Vom richtigen Umgang mit dem „jungen Alter“ und dem „alten Alter“
4. Mai 2017
Menschen in Deutschland altern heute später, länger und anders als frühere Generationen. Mit der Frage, wie man am besten mit der langen Phase des höheren Lebensalters umgeht, beschäftigt sich Prof. Dr. Hans-Werner Wahl, Alternsforscher an der Universität Heidelberg, in einer neuen Publikation. Der Wissenschaftler stellt darin aktuelle Befunde der Neuen Alternspsychologie vor. Vor dem Hintergrund eines neuen Verständnisses von Altern plädiert er dafür, sich bereits frühzeitig auf eine längere Alternsphase einzustellen, um bis zum Ende ein autonomes und reflektiertes Leben führen zu können.
Die heute 70-Jährigen sind körperlich und geistig etwa so fit wie vor 20 Jahren 60-Jährige, wie Hans-Werner Wahl erläutert. Nach seinen Worten bedeutet Älterwerden daher heute, zwei Phasen zu durchlaufen: Zunächst das „junge Alter“, eine durchaus sehr lange Phase zwischen dem 60. und 80. Lebensjahr mit weitgehender Beschwerdefreiheit, die noch viele Chancen und Entwicklungsmöglichkeiten bietet. Darauf folgt die Phase des „alten Alters“ jenseits des 80. Lebensjahrs mit körperlichen und kognitiven Einschränkungen und deutlichen Verlusten, die durchschnittlich nochmals etwa fünf bis zehn Jahre dauert. „Gerade die physischen Herausforderungen des sehr hohen Alters erfordern völlig neue Bewältigungskompetenzen. Doch darauf sind wir noch schlecht vorbereitet“, betont der Wissenschaftler, der langjähriger Leiter der Abteilung für Psychologische Alternsforschung des Psychologischen Instituts war.
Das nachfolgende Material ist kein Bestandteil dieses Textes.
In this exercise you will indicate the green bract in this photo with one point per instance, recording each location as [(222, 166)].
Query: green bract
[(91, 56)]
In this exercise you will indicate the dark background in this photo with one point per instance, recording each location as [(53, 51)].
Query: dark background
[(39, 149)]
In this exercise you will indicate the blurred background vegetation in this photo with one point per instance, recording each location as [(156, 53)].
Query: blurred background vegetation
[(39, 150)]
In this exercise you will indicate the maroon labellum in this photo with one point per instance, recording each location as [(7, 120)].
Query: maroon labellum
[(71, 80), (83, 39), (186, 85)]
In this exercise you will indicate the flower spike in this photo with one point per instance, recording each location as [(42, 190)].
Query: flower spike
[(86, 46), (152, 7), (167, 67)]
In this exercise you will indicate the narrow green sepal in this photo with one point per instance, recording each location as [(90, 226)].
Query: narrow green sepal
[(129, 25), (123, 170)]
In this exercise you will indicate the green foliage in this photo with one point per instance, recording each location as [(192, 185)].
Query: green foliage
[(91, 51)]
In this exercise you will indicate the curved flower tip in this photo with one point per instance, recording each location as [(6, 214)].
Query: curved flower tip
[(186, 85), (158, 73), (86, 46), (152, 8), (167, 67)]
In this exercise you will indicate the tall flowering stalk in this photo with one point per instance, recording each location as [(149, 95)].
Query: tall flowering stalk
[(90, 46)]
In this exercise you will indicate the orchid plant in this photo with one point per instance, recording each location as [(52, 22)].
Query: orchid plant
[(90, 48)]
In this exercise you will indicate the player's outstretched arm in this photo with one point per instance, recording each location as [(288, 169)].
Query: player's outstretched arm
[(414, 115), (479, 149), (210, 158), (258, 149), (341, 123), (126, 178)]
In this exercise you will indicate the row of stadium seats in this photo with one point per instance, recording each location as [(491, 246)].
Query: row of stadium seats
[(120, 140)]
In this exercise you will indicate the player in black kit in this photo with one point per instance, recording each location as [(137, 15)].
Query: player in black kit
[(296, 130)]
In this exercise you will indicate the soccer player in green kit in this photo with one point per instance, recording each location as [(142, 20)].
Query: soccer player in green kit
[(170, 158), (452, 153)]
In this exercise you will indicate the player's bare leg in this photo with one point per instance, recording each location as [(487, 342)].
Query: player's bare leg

Bei der Bewältigung sollen Erkenntnisse der Neuen Alternspsychologie helfen, die Prof. Wahl in seinem Buch vorstellt und erläutert. So fühlen sich beispielsweise ältere Menschen nicht nur überwiegend deutlich jünger als sie tatsächlich sind, dieses Sich-Jünger-Fühlen macht sie nach den Worten des Wissenschaftlers auch tatsächlich jünger und zufriedener und lässt sie sogar länger leben. Langzeitstudien zeigen auch, dass ältere Menschen mit einer negativen Einstellung zu ihrem Alter einige Jahre später weniger gesund sind, sich weniger körperlich betätigen und auch kürzer leben als Senioren, die ihr Altern positiv sehen. „Alternsverläufe sind stärker beeinflussbar als bislang angenommen. Unsere Gesellschaft und unsere Versorgungssysteme nutzen diese Erkenntnisse aber noch nicht in ausreichender Weise“, erklärt Hans-Werner Wahl. „Wichtig ist daher, dass wir in noch viel stärkerem Maße positive Alternsbilder vermitteln, ohne aber die Begrenzungen durch körperliche und kognitive Einschränkungen unerwähnt zu lassen.“
Hans-Werner Wahl ist seit April 2017 Seniorprofessor an der Universität Heidelberg. Er wirkte von 1997 bis 2005 als Professor für Soziale und Ökologische Gerontologie am Deutschen Zentrum für Alternsforschung, ehe er an die Universität Heidelberg berufen wurde. Hans-Werner Wahl ist zudem Direktoriumsmitglied des Netzwerks AlternsfoRschung (NAR) der Ruperto Carola.